Without spoiling the ending, the Man of Steel is for once allowed to use strategy in dealing with his opponents. And his strategy includes a hoax worthy of the best of Silver Age Superman's devious plots, but with much more impact. Though Manchester and his freaky friends are colorful and lively, the most memorable scenes in ELITE depict Superman apparently won over to the Elite's philosophy of "the end justifies the means."

Despite Manchester's defeat both in this DTV and in his comics-appearance, the character got a revival of sorts during the 2019-2020 season of SUPERGIRL. Given the Progressive focus of that series during the later years, it's not surprising that the writers had the stupidity to depict the vigilante as a righteous hero.


THE CHRONICLES OF RIDDICK (2004)

 





PHENOMENALITY: *marvelous*
MYTHICITY: *fair*
FRYEAN MYTHOS: *drama*
CAMPBELLIAN FUNCTION: *metaphysical*

The Riddick franchise was birthed by the 2000 film PITCH BLACK, one year after THE MATRIX brought forth a somewhat similar about a science-fictional hero in a far future. The Wachowskis' hero was a basically sympathetic good guy, negotiating his way through alternate realities, though as the franchise developed, the hero's universe seemed more and more arbitrary. Director/co-scripter David Twohy also began his franchise with a strong opener, but he confined his trope-metaphors to a small selection (altruism vs. self-interest, animality vs. humanity). Yet CHRONICLES, the second live-action film to feature Vin Diesel essaying the murderer destined to save his universe, also fails to build on a strong first film. 

PITCH BLACK had a simple but strong plotline: a seemingly ruthless criminal becomes the sole hope of a small band of crash-survivors, and by becoming their hero he's at least partly changed. An interstitial animated film, DARK FURY, merely accounts for what immediately happened to Riddick and the last two persons to escape the Pitch-Black Planet; it doesn't extend any of the three protagonists but merely sets up the events of CHRONICLES. 

CHRONICLES makes a clumsy effort to build its story from Riddick's emotional ties to his fellow survivors. To keep from endangering them, he distances himself from the Muslim holy man Iman (Keith David) and the young woman who supposedly thinks of him as a "big brother," Jack-renamed-as-Kyra (Alexa Davalos, replacing the performer from PITCH BLACK). This possibly selfless act has one bad consequence: Kyra goes looking for Riddick and is confined to a "slam" (future-world jail). 

Riddick does not know this until he finds himself pursued by a gang of bounty hunters, led by a malefactor named Tombs.

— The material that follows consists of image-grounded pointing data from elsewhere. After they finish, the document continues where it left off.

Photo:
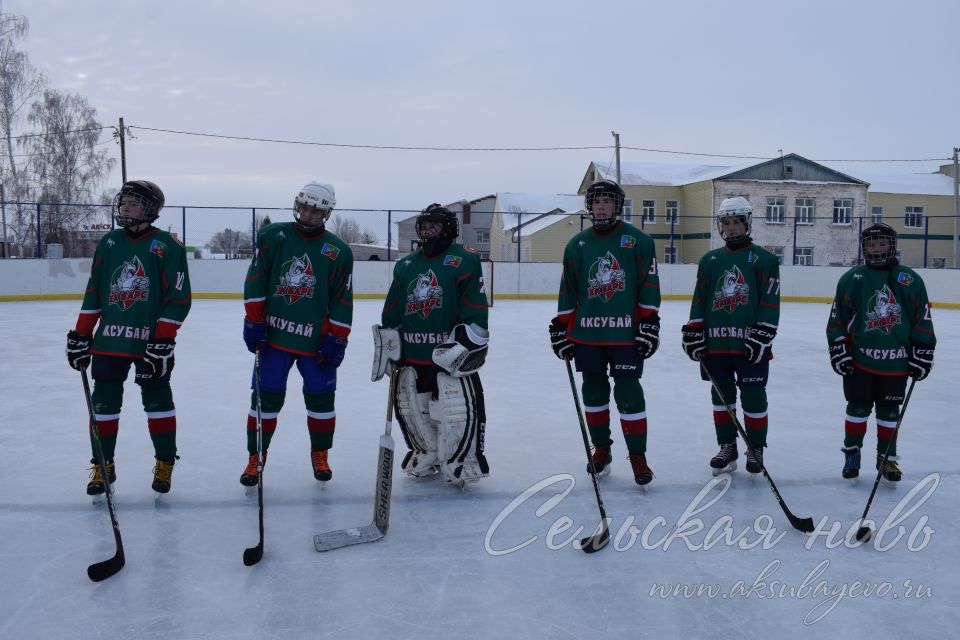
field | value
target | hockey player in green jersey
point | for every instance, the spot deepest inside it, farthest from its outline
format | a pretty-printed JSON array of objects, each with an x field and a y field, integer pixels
[
  {"x": 733, "y": 321},
  {"x": 298, "y": 300},
  {"x": 608, "y": 321},
  {"x": 136, "y": 299},
  {"x": 879, "y": 332},
  {"x": 433, "y": 334}
]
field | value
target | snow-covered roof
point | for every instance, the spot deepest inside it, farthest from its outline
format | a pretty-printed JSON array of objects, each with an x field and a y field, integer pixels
[{"x": 532, "y": 206}]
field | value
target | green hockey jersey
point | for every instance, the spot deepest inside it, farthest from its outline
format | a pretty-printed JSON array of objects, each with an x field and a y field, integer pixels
[
  {"x": 609, "y": 282},
  {"x": 429, "y": 296},
  {"x": 881, "y": 313},
  {"x": 139, "y": 289},
  {"x": 735, "y": 290},
  {"x": 300, "y": 286}
]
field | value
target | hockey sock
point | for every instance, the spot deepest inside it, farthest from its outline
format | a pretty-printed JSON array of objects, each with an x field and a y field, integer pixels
[
  {"x": 754, "y": 400},
  {"x": 628, "y": 394},
  {"x": 855, "y": 424},
  {"x": 270, "y": 405},
  {"x": 722, "y": 422},
  {"x": 107, "y": 399},
  {"x": 887, "y": 415},
  {"x": 161, "y": 419},
  {"x": 321, "y": 419},
  {"x": 596, "y": 407}
]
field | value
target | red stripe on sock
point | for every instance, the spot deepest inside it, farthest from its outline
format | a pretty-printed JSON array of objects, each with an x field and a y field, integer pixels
[
  {"x": 321, "y": 425},
  {"x": 162, "y": 425},
  {"x": 634, "y": 427}
]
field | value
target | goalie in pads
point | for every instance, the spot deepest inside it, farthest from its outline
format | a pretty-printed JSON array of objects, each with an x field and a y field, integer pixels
[{"x": 434, "y": 337}]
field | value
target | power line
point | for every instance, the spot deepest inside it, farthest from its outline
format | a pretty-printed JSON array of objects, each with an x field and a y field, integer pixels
[{"x": 559, "y": 148}]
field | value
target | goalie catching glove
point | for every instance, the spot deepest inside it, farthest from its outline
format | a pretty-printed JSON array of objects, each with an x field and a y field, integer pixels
[
  {"x": 921, "y": 361},
  {"x": 758, "y": 342},
  {"x": 464, "y": 352},
  {"x": 694, "y": 341},
  {"x": 648, "y": 337},
  {"x": 386, "y": 351}
]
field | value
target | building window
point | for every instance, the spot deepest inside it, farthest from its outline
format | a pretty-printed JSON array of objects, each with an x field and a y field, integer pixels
[
  {"x": 913, "y": 217},
  {"x": 775, "y": 208},
  {"x": 673, "y": 212},
  {"x": 649, "y": 211},
  {"x": 842, "y": 209},
  {"x": 805, "y": 209},
  {"x": 777, "y": 251}
]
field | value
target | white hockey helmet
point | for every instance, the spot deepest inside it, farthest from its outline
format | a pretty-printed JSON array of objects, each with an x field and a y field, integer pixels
[
  {"x": 738, "y": 207},
  {"x": 314, "y": 194}
]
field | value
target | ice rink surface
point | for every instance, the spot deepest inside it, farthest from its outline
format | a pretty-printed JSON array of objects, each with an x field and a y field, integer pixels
[{"x": 692, "y": 557}]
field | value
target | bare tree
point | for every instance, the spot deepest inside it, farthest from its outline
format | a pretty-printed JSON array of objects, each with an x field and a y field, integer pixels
[
  {"x": 65, "y": 165},
  {"x": 349, "y": 231},
  {"x": 233, "y": 244}
]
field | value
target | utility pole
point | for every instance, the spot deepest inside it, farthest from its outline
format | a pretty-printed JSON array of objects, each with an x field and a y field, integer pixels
[
  {"x": 616, "y": 146},
  {"x": 123, "y": 151}
]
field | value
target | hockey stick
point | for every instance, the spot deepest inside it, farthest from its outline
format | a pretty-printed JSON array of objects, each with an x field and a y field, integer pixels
[
  {"x": 803, "y": 524},
  {"x": 381, "y": 503},
  {"x": 103, "y": 570},
  {"x": 596, "y": 542},
  {"x": 253, "y": 555},
  {"x": 864, "y": 532}
]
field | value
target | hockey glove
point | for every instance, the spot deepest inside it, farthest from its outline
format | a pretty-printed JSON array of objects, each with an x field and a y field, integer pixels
[
  {"x": 78, "y": 350},
  {"x": 464, "y": 351},
  {"x": 558, "y": 339},
  {"x": 758, "y": 342},
  {"x": 840, "y": 358},
  {"x": 921, "y": 361},
  {"x": 694, "y": 341},
  {"x": 386, "y": 351},
  {"x": 254, "y": 334},
  {"x": 159, "y": 357},
  {"x": 332, "y": 350},
  {"x": 648, "y": 337}
]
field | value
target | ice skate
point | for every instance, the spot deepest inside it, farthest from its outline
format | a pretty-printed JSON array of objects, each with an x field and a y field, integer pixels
[
  {"x": 250, "y": 476},
  {"x": 755, "y": 459},
  {"x": 726, "y": 459},
  {"x": 891, "y": 471},
  {"x": 641, "y": 472},
  {"x": 96, "y": 486},
  {"x": 163, "y": 475},
  {"x": 851, "y": 463},
  {"x": 601, "y": 461},
  {"x": 321, "y": 470}
]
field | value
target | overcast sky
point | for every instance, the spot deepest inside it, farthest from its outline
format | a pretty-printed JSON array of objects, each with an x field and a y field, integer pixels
[{"x": 826, "y": 79}]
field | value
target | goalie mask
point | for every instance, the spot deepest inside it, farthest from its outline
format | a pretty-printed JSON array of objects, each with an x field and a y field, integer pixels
[
  {"x": 437, "y": 228},
  {"x": 602, "y": 218},
  {"x": 878, "y": 243},
  {"x": 313, "y": 205},
  {"x": 739, "y": 209},
  {"x": 144, "y": 193}
]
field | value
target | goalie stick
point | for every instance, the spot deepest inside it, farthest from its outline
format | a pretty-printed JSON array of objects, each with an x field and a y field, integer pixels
[
  {"x": 802, "y": 524},
  {"x": 103, "y": 570},
  {"x": 598, "y": 541},
  {"x": 374, "y": 531}
]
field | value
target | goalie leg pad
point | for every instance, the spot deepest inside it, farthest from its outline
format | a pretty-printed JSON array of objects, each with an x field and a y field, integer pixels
[
  {"x": 419, "y": 431},
  {"x": 460, "y": 411}
]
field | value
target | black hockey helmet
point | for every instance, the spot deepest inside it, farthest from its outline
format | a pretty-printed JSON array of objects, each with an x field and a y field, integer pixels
[
  {"x": 147, "y": 193},
  {"x": 607, "y": 189},
  {"x": 879, "y": 256},
  {"x": 449, "y": 229}
]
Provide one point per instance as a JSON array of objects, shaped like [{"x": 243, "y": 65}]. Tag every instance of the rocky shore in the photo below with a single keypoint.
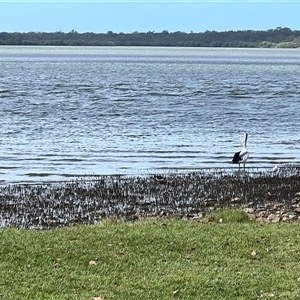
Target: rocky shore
[{"x": 262, "y": 194}]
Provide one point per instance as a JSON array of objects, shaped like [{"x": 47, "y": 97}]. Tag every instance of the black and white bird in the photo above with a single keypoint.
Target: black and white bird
[{"x": 242, "y": 156}]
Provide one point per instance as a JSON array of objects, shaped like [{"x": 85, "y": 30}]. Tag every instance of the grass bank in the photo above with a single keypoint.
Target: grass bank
[{"x": 153, "y": 259}]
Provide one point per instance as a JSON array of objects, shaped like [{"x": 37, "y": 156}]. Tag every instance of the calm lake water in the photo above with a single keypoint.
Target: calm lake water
[{"x": 72, "y": 111}]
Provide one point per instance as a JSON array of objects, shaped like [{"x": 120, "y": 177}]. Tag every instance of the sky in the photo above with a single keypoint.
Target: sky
[{"x": 143, "y": 16}]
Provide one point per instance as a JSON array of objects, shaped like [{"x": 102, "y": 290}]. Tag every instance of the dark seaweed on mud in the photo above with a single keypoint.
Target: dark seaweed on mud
[{"x": 89, "y": 201}]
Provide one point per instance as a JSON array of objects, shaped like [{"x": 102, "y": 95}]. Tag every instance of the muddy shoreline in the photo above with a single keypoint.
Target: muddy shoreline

Tombs reveals that the bounty was set by the Imam, so Riddick, feeling not a little betrayed, seeks out the alleged holy man. It's soon revealed that Imam's bounty was designed to bring Riddick close enough for the revelation that, as the "Last Furyan" (a particular planetary people), the hard-ass fugitive is the only "evil" that can defeat a greater evil.

When I wonder why I didn't like CHRONICLES better-- despite lots of good costumes, decent FX and splashy action-sequences-- the reason comes down to the uninteresting threat of the Necromongers. This race of humanoid aliens, whom I assume are unrelated to Earth-people, worship the concept of bringing widespread death to the universe. Their theory is that the extinguishing of all life will allow them to access a mystical dimension, the UnderVerse-- all of which sounds like a rejected concept for a JUDGE DREDD story. Because the Necromongers as a movement are boring and one-dimensional, there's nothing compelling about their leader, "The Lord Marshal," or any of his subordinates, such as Lord Varro and his scheming wife Lady Varro. Riddick faces some other raffish opponents as well, and they're also forgettable, though the hero does give one thug the humiliating demise of "death by teacup."

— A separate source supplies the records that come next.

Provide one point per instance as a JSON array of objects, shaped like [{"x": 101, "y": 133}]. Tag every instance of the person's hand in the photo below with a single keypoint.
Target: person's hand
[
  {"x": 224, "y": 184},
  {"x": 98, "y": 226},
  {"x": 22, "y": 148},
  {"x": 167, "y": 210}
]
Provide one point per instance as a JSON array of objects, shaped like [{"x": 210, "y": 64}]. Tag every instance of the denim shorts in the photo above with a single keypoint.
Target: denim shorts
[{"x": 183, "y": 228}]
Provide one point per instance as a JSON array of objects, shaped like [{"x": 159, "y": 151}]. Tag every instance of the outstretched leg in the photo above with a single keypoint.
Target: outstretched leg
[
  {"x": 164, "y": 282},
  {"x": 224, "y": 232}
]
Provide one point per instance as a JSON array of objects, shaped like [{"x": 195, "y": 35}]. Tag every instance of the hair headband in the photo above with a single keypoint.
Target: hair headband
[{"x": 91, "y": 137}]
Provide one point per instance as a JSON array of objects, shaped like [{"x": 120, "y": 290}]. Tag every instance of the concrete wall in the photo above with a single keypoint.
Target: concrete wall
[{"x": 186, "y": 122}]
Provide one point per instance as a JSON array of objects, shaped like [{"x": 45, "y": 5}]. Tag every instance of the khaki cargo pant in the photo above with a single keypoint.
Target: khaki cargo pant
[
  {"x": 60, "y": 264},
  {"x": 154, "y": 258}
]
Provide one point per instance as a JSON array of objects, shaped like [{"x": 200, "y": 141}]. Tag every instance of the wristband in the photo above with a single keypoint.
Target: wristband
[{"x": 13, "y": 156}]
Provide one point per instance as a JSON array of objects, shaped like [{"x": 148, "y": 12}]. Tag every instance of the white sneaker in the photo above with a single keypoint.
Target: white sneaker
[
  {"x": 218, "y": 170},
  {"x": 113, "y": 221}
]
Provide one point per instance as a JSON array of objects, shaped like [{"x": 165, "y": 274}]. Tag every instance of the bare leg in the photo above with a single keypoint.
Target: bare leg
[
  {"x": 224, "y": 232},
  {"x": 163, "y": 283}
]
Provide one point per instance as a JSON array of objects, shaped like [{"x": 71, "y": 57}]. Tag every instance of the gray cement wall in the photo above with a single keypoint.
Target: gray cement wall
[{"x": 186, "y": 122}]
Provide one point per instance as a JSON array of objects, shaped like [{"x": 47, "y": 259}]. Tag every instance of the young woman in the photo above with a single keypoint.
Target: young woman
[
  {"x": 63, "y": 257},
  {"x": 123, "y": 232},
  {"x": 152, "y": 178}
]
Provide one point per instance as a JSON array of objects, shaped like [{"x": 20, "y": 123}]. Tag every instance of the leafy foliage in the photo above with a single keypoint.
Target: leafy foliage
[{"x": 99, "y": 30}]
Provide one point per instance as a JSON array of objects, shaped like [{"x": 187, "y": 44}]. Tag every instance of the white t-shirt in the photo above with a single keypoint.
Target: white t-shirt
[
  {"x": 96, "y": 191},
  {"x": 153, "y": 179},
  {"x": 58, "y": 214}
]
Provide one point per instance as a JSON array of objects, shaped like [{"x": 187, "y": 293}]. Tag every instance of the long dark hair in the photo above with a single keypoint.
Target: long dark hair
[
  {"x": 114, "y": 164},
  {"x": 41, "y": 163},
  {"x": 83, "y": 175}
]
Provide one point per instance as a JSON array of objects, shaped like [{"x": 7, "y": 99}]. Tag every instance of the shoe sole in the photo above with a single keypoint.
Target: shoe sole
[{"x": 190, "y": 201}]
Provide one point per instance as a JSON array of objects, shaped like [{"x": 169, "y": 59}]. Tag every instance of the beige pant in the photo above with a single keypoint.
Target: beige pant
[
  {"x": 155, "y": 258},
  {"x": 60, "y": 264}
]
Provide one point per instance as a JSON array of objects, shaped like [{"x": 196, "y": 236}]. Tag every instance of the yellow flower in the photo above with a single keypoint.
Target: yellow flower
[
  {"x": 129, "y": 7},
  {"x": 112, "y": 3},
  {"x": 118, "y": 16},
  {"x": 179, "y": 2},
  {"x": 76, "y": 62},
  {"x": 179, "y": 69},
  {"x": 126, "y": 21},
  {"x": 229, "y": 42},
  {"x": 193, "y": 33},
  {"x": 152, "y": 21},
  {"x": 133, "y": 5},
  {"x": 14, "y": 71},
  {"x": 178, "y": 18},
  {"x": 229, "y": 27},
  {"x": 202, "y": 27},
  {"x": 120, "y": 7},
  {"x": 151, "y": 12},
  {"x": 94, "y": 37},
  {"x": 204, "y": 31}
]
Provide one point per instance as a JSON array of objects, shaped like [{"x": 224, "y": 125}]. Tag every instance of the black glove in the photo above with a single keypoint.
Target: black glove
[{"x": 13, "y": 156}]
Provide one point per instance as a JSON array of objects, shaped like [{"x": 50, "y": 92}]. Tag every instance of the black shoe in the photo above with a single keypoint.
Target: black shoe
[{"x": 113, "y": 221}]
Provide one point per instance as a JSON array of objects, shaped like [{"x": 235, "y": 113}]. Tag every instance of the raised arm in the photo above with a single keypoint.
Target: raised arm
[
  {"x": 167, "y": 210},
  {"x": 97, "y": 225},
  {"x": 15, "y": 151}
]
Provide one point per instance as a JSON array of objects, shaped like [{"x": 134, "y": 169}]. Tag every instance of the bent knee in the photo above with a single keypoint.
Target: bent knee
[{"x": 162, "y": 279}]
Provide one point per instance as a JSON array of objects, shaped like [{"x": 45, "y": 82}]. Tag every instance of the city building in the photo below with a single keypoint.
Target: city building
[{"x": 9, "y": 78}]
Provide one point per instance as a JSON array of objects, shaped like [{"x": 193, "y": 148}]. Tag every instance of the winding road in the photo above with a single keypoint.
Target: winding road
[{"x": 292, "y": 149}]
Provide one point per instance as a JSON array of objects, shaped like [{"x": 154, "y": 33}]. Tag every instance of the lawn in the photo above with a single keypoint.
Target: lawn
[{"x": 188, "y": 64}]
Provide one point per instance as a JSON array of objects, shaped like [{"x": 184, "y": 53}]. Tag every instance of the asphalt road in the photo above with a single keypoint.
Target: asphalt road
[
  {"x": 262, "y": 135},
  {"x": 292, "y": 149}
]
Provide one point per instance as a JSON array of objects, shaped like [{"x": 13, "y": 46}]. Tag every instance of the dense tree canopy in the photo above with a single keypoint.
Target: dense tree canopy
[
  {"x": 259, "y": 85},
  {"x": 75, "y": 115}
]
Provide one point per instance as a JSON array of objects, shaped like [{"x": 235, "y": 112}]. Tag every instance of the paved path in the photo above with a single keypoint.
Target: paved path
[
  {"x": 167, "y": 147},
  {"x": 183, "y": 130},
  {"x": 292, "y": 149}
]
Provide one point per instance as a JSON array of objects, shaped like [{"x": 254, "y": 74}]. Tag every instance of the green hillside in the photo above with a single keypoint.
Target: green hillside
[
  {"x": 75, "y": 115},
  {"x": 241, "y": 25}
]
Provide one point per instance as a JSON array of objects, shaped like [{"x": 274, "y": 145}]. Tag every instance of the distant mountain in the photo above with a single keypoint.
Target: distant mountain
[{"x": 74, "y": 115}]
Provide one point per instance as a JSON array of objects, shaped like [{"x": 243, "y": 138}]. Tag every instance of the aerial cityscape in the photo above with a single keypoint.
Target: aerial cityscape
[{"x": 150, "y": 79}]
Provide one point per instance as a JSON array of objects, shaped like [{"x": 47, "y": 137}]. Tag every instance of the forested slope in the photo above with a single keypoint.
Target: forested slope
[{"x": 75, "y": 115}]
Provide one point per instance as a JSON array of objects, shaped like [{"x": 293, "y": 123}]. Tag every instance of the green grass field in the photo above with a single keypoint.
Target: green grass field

The subplot about Riddick having survived a "death of innocents" oriented on eliminating him as a future opponent is no more impressive. Riddick's confrontation with the alienated Kyra offers a few dramatic beats, but on the whole Twohy, who was solely credited for a Riddick script for the first time, muffs this potential too. The ending tries for tragedy and ends up with mere portentousness. Despite the fact that CHRONICLES underperformed, the franchise got another iteration in 2013's RIDDICK, which I will probably review in the near future.


2025 ARMAGEDDON (2022)

 




PHENOMENALITY: *marvelous*
MYTHICITY: *poor*
FRYEAN MYTHOS: *adventure*
CAMPBELLIAN FUNCTION: *cosmological*

Ding, ding, ding, we have a new winner for worst film-- or, maybe just "worst SF film," since the previous award-holder, KOMODO VS COBRA, belonged to that category-- and KOMODO at least offered nice Hawaiian location shots.

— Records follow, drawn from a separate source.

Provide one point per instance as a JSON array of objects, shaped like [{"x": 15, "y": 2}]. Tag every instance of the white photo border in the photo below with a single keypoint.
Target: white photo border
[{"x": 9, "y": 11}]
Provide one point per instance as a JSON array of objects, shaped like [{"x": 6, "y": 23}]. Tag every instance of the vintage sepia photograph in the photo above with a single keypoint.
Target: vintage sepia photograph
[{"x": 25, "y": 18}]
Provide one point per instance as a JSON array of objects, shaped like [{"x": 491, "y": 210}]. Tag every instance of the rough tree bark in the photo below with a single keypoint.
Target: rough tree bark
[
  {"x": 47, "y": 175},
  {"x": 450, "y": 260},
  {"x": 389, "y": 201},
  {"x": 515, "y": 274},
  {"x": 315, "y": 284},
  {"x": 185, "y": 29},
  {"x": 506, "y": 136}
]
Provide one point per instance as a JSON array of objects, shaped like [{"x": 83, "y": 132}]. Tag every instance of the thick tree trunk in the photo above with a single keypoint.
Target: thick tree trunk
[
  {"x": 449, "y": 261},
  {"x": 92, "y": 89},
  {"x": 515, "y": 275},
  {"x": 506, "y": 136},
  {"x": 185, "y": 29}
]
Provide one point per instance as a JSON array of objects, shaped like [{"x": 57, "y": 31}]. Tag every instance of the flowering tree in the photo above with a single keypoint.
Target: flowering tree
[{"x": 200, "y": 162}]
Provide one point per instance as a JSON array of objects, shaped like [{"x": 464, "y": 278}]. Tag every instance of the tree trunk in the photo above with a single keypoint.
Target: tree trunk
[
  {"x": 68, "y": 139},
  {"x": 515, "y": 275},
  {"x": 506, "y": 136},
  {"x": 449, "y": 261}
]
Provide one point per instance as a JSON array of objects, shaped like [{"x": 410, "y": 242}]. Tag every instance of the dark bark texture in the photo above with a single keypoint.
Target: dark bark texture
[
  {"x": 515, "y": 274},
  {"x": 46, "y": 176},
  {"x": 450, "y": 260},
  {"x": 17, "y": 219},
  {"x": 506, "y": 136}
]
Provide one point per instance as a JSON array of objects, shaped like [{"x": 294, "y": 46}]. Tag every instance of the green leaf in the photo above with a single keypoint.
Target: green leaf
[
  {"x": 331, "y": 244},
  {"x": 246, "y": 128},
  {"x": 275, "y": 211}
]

Most films from The Asylum are at least forthright about what ideas they're swiping. But for 2025, the writers ripped off 2015's PIXELS, which was about some really dumb aliens mistaking video-game broadcasts for an interstellar attack. This time, the dumb aliens somehow get tuned into only one category of streaming broadcasts, those from The Asylum backlist. The 2025 aliens react the same way as those of PIXELS, by making duplicates of the "weapons" and unleashing them on Earth. However, just to show that the 2025 writers couldn't even steal well, toward the movie's end they throw in some cockamamie claim about the ETs wanting to breed with humans once they overthrow the planet.

Other Asylum films also sometimes toss in three or four familiar-face performers for spice, but 2025 contents itself with Michael Pare as President of our beleaguered world. He's not the star, though: that position is shared by two adult sisters who end up figuring out what the aliens are doing based on their (ha ha) enduring love for Asylum movies.

Once again, it's hard to judge if the two young leads have any acting ability, because both the script and direction work against them constantly. Lindsey Wilson is a scientist and Jhey Castles is a Navy lieutenant, and we're constantly told that at some point the two women became estranged-- but the genius writers couldn't even be bothered to specify what their quarrel was.

So when the viewer isn't being bored with pedestrian dramatics, he has to look sharp to catch sight of the various doppelgangers of Asylum critters like Megashark, Crocosaurus and the Transmorphers, because most of them are barely on screen for two minutes. As with PIXELS, all of these mock-ups of mockbuster monsters don't count as crossovers, because they're not even close to being the real thing. The film just barely edges into the combative mode in that the Castles character commandeers a giant robot and fights some sort of amalgam-monster toward the end.

Since PIXELS wasn't any sort of brilliant notion, there's no reason the Asylum hacks couldn't have had some fun with the absurd concept. But the writers' idea of humor comes down to name-checking such Asylum obscurities as BACHELOR PARTY (not the one with Tom Hanks) and AQUARIUM OF THE DEAD. 


HONOR ROLL #251

JHARY CASTLES' version of "Bad Movie Night" just ended up making another Bad Movie.



Even turning into a female badass doesn't save ALEXA DAVALOS from meeting the fate of everyone who makes the acquaintance of Riddick.



THE ELITE just ended up being elitists in the eyes of that great pluralist, the Man of Steel.



JOHN HENNIGAN was the last of the roadshow Hercules performers.



Give him credit, no one's come up with a more derivative billing than JOHNNY KISSMULLER.



LEIGH LAWSON avenges through a glass darkly.